Yt-transcriber – Give a YouTube URL and get a transcription

162 Bluestein 55 7/22/2025, 1:51:21 PM github.com ↗

Comments (55)

paulirish · 15h ago

Can also just fetch the subs already in YouTube rather than retranscribing. eg:

yt-dlp --write-auto-subs --skip-download "https://www.youtube.com/watch?v=7xTGNNLPyMI"

adamgordonbell · 15h ago

Recently, I was working on a similar project and I found that grabbing the transcripts quickly leads to your IP being blocked for the transcripts.

I ended up doing the same as this person, downloading the MP4s and then transcribing myself. I was assuming it was some sort of anti LLM scraper feature they put in place.

Has anyone used this --write-auto-subs flag and not been flagged after doing 20 or so videos?

hamiecod · 12h ago

—-write-auto-subs gets your IP banned for 12/24 hours if you download video subtitles in bulk but if the subtitles are downloaded with sufficient time gap in between, the ban is not triggered.

My startup has to utilize youtube transcriptions so we just subscribe to a youtube transcriptor api hosted on rapidapi that downloads subtitles. 1$ per 1000 reqs. Pretty cheap

MysticOracle · 11h ago

Yep, this happened to me & got IP banned for a day.

thangalin · 9h ago

    systemctl start tor
    yt-dlp --proxy socks5://127.0.0.1:9050 --write-subs --write-auto-subs --skip-download [URL]

See: https://github.com/noobpk/auto-change-tor-ip

ldenoue · 10h ago

Unless you fetch directly from your browser. It works by getting the YouTube json including the captions track. And then you get the baseUrl to download the xml.
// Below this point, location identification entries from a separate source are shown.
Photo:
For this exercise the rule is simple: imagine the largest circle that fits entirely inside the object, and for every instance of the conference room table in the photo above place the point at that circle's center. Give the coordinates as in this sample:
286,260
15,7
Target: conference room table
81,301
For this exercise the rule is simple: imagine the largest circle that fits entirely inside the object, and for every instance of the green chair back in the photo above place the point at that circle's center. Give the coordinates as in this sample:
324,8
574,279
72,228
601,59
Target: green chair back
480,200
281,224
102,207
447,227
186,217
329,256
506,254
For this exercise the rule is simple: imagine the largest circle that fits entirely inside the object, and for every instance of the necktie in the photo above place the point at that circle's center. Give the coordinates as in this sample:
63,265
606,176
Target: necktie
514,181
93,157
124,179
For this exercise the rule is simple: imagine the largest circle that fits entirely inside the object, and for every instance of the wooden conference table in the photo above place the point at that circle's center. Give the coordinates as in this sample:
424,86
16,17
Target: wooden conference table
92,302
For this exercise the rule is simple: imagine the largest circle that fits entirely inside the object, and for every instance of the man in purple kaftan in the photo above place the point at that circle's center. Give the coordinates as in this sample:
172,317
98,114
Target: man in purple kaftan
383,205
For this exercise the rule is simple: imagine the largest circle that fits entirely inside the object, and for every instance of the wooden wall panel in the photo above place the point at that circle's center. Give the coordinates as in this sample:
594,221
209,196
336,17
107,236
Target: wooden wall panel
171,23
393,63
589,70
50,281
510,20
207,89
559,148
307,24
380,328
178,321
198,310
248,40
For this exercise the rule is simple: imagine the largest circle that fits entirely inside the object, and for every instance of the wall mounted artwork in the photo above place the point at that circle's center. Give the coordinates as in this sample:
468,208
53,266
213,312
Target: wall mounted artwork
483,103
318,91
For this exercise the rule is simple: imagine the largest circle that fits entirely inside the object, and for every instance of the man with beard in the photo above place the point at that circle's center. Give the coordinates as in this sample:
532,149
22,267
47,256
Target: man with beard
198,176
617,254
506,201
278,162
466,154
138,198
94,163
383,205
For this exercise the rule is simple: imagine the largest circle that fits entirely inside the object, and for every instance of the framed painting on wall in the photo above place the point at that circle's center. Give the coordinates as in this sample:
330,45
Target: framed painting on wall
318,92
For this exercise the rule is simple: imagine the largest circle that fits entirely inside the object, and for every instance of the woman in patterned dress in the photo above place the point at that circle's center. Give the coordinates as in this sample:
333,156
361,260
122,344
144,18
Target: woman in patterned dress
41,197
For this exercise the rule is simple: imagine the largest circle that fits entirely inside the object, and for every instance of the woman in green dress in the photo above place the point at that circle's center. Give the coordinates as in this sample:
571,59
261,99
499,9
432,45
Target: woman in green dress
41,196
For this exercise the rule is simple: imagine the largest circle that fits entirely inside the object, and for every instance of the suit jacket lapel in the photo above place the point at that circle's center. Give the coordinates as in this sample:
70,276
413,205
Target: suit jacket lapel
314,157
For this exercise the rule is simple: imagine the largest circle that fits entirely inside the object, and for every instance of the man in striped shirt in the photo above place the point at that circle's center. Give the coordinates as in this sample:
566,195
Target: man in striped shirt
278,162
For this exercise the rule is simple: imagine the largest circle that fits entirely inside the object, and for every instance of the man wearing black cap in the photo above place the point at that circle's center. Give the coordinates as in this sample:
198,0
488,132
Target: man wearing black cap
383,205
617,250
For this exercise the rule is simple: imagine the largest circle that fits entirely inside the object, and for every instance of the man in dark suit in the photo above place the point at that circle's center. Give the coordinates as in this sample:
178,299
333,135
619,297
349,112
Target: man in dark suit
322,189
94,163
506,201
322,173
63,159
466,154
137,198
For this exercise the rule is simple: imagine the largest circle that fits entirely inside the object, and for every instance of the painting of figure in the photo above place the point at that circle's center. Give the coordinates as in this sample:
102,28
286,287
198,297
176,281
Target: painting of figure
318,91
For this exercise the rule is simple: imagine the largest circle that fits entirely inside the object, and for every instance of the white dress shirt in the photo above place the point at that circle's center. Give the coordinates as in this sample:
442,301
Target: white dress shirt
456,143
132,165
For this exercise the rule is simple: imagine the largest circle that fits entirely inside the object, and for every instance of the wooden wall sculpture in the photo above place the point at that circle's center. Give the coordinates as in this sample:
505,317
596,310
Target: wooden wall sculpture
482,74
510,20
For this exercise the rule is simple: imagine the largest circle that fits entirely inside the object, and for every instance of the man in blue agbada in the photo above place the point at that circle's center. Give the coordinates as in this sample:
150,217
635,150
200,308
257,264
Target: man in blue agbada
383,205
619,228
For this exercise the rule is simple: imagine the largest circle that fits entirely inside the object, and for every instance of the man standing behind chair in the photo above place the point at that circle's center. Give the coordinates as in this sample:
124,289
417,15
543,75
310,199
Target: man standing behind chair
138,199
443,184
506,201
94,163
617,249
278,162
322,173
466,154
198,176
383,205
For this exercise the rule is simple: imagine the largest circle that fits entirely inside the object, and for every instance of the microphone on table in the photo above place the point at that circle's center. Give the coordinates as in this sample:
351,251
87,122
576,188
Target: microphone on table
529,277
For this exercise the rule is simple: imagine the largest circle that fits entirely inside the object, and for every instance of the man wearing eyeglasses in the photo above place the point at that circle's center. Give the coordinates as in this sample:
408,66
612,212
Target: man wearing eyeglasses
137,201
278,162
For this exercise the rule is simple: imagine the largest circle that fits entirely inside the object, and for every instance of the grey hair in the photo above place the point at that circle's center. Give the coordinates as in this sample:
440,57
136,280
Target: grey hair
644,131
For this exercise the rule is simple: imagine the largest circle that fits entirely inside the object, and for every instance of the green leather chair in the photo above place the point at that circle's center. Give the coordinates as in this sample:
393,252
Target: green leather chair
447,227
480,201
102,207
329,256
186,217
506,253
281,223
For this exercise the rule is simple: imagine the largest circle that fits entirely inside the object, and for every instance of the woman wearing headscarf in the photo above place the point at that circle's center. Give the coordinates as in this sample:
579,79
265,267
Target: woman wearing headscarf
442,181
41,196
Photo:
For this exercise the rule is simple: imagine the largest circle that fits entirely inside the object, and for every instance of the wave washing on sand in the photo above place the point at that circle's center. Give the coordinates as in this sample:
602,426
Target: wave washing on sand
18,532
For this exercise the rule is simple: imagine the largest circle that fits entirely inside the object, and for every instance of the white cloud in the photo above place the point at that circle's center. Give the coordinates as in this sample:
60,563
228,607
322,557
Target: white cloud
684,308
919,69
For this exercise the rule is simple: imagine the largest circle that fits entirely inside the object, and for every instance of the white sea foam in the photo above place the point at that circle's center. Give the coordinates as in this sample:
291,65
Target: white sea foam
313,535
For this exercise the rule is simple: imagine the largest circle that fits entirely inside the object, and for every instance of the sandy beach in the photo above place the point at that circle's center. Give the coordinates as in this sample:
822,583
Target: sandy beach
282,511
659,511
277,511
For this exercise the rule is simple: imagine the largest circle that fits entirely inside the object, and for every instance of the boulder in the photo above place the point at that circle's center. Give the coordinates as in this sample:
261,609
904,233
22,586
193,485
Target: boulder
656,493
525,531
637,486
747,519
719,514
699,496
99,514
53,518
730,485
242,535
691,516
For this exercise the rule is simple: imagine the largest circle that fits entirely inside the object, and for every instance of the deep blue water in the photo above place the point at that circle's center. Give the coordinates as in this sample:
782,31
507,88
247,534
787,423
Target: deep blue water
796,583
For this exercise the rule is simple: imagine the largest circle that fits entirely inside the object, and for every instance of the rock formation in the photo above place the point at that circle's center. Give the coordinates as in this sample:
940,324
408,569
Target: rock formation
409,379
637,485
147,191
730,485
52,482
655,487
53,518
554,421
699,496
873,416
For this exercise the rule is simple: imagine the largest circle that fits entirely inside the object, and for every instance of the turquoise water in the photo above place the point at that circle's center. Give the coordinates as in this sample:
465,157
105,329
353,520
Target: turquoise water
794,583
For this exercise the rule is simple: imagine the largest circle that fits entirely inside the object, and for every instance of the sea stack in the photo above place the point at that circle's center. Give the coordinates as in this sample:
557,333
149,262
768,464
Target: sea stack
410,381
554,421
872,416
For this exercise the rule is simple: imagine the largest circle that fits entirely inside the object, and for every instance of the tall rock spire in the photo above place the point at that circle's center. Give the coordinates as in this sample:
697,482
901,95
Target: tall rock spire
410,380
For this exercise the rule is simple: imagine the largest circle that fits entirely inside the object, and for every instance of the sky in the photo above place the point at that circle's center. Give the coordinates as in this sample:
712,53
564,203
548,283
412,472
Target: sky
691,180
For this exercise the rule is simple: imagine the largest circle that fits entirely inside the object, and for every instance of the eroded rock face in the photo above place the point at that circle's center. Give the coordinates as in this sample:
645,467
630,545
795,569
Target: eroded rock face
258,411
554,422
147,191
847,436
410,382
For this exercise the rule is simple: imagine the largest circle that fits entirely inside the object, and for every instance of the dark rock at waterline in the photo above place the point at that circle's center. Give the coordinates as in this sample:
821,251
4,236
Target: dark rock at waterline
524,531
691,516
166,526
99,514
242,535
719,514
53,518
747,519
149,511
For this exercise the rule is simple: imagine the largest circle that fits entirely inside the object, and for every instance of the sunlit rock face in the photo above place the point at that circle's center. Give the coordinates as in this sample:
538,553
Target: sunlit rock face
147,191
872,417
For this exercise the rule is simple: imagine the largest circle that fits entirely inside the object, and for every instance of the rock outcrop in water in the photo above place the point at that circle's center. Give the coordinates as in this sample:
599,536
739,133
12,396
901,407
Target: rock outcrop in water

I wrote this webapp that uses this method: it calls Gemini in the background to polish the raw transcript and produce a much better version with punctuation and paragraphs.

https://www.appblit.com/scribe

Open source with code to see how to fetch from YouTube servers from the browser https://ldenoue.github.io/readabletranscripts/

toomuchtodo · 15h ago

It's a good call out. I leverage yt-dlp as a library for downstream tooling (archival of media to long term storage repositories), and always recommend folks rely on yt-dlp whenever possible due to the ecosystem of folks grinding to keep their extractors current. Their maintainers are both helpful and responsive.

(with that said, I do not want to diminish OP's work in any way; great job! "What I cannot build, I do not understand" - Feynman)

paulirish · 15h ago

Same, yup. OP is indeed already using yt-dlp for the video download. (Then Whisper for transcribing, Ollama/lmstudio/OpenAI for summarizing)

hiAndrewQuinn · 13h ago

Minus the summarization, that is the same pipeline I use in [1] for generating listening practice Anki flashcards for foreign language students. It surprised me that nobody had really built out a program I could find around yt-dlp and Whisper for this kind of use case even a few years after it came out.

[1]: https://github.com/hiAndrewQuinn/audio2anki

mckirk · 15h ago

I've found the YT transcripts to be severely lacking sometimes, in accuracy and features. Especially speaker identification is really useful if you want to e.g. summarize podcasts or interviews, so if this project here delivers on that then it's definitely better than the YT transcripts.

paulirish · 14h ago

An approach I've been using recently is to rely on pyannote/tinydiarize only for the speaker_turn timestamps, but prefer the larger model (or in this case YT's autotranscript) for the actual text.

ldenoue · 10h ago

Check out https://ldenoue.github.io/readabletranscripts/ and the website https://www.appblit.com/scribe that use Gemini to post correct the raw transcripts

stanleykm · 14h ago

I’ve had some success with running them through another LLM to have it clean up the transcription errors based on the context. But this obviously does nothing for speaker identitication.

rpastuszak · 14h ago

IIRC YT also has a "private" API you can call directly (or via an npm package: youtube-transcribe).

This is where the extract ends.